I’m hoping that Apple will add a handwriting-to-text framework of their own to iOS at some point, at which point we can make use of it. That would be far be the best solution. I thought they might add something like this to iOS 11, as it seems an obvious addition to iOS. I would put good money on Apple having been working on something like this behind the scenes, though. They’re probably just waiting until it is better than anything else out there before unveiling it. I’d be surprised if we don’t see it introduced with a big iOS update in the next few years.

I hope that you’re right, Keith, and I suspect that you are. Although aware that handwriting-to-text isn’t technically easy, I’ve been somewhat obsessional for a good while about the advantages for any kind of creative writing of handwriting over typing (and was pleased when brain research in the US appeared to support my obsessions a year or two ago). It will be great when one can hand-write directly into Scrivener for iOS and see the words converted to text directly on the Scrivener page.

Hi Hugh

allow myself to pinch you here.
will Nebo allow to write in various languages?
i’m polyglot and write mostly in german, english and/or french.
how is Nebo able to handle this?

carpe diem

should i dug our my old Apple Newton :smiley:

Marcus, I’ve sent you a PM about this in response to yours. But I think the short answer is that Nebo can handle 59 languages, including French and two forms of German, as well of course as English.

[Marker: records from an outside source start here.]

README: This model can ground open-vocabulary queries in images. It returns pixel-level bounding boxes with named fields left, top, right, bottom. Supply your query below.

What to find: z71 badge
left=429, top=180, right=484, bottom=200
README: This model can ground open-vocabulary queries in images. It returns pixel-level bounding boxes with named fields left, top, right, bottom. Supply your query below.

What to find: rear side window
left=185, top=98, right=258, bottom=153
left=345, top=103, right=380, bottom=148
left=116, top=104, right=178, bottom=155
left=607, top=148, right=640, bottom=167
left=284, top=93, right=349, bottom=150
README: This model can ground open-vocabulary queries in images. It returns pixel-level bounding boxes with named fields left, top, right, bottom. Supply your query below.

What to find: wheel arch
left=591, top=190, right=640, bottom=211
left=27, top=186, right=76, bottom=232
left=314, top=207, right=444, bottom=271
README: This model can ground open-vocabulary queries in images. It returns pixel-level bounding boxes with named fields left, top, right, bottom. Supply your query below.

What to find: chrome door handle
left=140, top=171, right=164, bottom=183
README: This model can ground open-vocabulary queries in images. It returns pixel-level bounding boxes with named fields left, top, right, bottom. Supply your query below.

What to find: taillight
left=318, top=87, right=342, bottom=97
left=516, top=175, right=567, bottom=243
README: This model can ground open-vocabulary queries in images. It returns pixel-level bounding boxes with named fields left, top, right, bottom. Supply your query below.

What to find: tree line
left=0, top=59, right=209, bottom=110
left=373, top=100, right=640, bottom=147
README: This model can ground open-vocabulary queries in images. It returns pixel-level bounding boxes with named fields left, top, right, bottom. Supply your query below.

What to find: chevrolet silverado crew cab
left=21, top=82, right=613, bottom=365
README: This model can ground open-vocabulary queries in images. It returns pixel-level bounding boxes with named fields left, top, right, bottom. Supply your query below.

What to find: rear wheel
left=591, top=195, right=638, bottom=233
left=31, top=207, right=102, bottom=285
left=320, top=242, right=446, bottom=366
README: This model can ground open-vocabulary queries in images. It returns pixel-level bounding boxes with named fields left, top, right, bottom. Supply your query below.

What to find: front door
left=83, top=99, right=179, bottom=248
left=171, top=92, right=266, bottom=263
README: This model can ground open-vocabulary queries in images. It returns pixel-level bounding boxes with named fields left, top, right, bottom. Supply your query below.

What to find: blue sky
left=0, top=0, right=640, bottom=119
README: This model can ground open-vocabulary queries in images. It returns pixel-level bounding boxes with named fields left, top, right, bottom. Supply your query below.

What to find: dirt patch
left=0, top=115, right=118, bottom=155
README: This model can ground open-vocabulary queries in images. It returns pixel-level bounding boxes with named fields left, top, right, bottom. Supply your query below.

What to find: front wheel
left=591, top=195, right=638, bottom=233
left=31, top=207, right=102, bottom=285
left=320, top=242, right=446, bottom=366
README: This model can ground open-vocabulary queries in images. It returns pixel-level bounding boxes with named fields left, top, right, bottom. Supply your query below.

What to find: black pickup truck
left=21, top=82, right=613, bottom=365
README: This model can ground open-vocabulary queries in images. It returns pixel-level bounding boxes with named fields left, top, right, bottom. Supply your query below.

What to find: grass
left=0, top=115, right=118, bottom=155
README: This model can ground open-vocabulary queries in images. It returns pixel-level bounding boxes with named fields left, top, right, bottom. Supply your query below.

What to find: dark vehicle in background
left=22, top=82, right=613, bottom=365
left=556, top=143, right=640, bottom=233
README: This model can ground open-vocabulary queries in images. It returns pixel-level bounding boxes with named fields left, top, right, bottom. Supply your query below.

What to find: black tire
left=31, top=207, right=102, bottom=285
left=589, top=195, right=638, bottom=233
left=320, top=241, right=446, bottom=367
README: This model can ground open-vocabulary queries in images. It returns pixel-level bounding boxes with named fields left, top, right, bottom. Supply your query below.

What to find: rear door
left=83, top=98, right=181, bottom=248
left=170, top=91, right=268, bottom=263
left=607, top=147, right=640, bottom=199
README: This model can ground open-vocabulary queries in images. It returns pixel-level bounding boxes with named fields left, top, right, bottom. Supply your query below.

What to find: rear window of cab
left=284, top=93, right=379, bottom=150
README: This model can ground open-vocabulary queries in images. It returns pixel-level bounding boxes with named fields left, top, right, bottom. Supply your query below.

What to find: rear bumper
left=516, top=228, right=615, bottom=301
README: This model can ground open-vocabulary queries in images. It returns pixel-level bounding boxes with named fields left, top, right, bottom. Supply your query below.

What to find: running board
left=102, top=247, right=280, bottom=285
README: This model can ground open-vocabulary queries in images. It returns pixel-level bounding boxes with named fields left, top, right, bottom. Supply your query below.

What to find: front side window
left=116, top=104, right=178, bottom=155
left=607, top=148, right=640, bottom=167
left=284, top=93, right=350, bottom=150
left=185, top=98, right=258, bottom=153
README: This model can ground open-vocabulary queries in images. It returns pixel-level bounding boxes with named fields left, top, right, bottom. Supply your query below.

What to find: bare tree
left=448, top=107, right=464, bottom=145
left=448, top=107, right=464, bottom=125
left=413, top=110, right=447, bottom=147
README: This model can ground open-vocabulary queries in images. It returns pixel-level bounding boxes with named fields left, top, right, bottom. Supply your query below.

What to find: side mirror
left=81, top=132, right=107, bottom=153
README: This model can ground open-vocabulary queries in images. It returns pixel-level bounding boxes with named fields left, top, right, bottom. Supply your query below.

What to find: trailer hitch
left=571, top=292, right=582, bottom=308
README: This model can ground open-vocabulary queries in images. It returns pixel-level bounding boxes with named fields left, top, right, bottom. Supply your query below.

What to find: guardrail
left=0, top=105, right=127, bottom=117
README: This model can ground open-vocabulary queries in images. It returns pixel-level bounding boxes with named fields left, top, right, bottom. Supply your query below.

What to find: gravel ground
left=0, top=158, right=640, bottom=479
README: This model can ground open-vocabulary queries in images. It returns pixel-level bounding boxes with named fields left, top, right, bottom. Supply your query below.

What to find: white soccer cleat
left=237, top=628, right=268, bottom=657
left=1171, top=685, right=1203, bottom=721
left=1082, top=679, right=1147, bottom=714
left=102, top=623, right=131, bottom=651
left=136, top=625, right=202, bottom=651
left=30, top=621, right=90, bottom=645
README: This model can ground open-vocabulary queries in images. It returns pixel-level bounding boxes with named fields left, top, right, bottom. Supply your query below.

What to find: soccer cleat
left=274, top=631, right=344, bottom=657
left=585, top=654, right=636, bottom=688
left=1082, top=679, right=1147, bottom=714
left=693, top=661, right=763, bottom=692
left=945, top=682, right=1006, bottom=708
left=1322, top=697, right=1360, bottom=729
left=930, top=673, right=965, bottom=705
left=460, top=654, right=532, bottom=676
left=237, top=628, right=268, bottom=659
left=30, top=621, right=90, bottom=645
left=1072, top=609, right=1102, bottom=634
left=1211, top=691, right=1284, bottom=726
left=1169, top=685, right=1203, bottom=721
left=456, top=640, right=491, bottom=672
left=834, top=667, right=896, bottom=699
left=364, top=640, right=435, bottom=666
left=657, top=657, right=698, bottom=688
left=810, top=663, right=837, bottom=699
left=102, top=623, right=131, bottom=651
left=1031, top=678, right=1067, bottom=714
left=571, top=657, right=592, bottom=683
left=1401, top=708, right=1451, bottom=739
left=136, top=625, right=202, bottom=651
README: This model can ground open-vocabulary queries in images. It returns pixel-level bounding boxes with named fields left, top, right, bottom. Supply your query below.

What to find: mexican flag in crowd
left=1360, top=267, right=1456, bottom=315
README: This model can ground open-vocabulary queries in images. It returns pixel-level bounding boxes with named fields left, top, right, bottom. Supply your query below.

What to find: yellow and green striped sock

If you like writing on physical paper and have a bit of money to burn…

I’ve been rather impressed by Livescribe 3’s “smartpen”, and especially impressed by the Neo N2. You write on special paper (buy or print) with a Bluetooth pen that syncs to your phone, then you have the app transcribe your handwriting into text. From there you can email it, sync with cloud services, or whatever.

I loved my Livescribe pen until it…stopped working (sadly a regular occurrence for the pens) and Livescribe weren’t interested in repairs. Unfortunately (for me) the new versions require you to do everything online rather than use the application (and have everything local) like my busted pen did. I could write for hours, plug it in to my not online laptop, download the pages and convert it with MyScript and whack it in Scrivener without phaffing about with email etc. If you don’t always have internet access like me, the new system is a crock. I bought the new pen, discovered that I couldn’t use it locally and took it back to the shop.

I am using the MyScript “keyboard” for the ipad though and am impressed how much better it copes with handwriting than my Livescribe pen/books did.

This matches my experience with Nebo - a step up from Livescribe.

Agreed - although I don’t yet use Nebo on my ipad, when using a Microsoft Surface 3, Nebo is much more accurate for me than LiveScribe ever was, and also much better than Microsoft’s own OneNote. It would be nice, I suppose, to have some kind of handwriting integration into Scrivener, but copying text from Nebo works well, even if (like me) you’re moving between Windows and iOS.